On Jul 20, 2006, at 3:21 PM, Marcus Boerger wrote:
I've wished there was a *printf() float specifier that wouldn't include trailing zeros/point, as simply converting to string (echo, %s, etc.) can
result in scientific notation, which I *don't* want (%g in
convert_to_string()). The only other way that would result in what I want is number_format() with my "no-extra-zeros option" patch. ;-) So I was originally looking for how to NOT pad %f to the specified precision, then I thought why not add more of the stuff from C? (And I see it's marked "not
done" in formatted_print.c.)

Can/should I go ahead and add support for the # flag/specifier, g/ G, and E (the missing compliment to e)? Make everything work like C, except # used with f/F, which would mean "remove trailing 0's/point" -- as C's behavior with # and f (add point even when precision=0?) can be done in PHP. (I
assume C's is for when precision is specified with * + parameter?)
Having more conversion specifiers here won't hurt. If it can be done
in a way compatible to other languages especially like C it should be
done in that way. If PHP has already closed the way by choosing opposite
defaults the opposite should everntually also work.

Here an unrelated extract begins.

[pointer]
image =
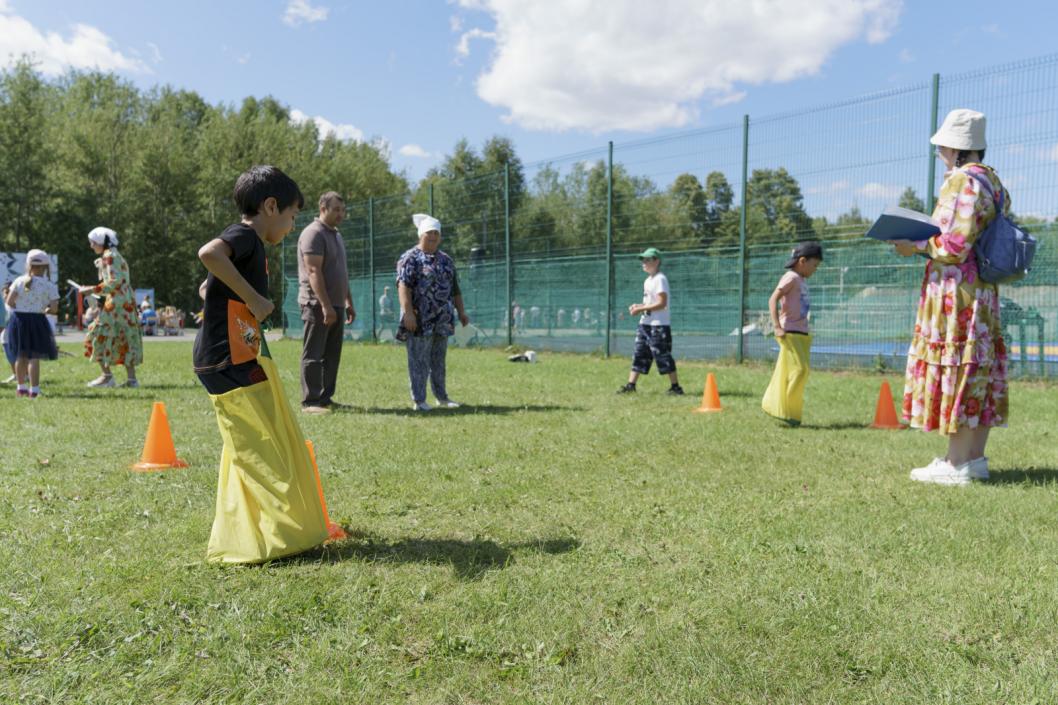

While we're on the subject, one of my favorite personal patches to PHP is one that adds the %n specifier. The parameter to %n is a reference which recieves the total length of the string with all replacements so far. %n itself is replaced by nothing at all. You could do this with $n = strlen( $s = sprintf( blah blah blah ) ) + strlen( $s .= sprintf( the rest of the blah ) );, but it's a very nice shortcut if you need the replaced length in the middle of the conversion or for a situation like this (and the above doesn't work too well if you have positional params!):

printf( "Some processing message with %s replacements...%n", 'some', & $n );
// do some stuff here
print str_repeat( ' ', $n ) . "\rSome status text here that doesn't worry about whether the replaced text was longer.";

Here's the printf(3) manpage description for %n (MacOS X system, BSD manpage):

n The number of characters written so far is stored into the inte- ger indicated by the int * (or variant) pointer argument. No
             argument is converted.

Any chance of getting this into PHP? I can provide a patch.

-- Gwynne, Daughter of the Code
"This whole world is an asylum for the incurable."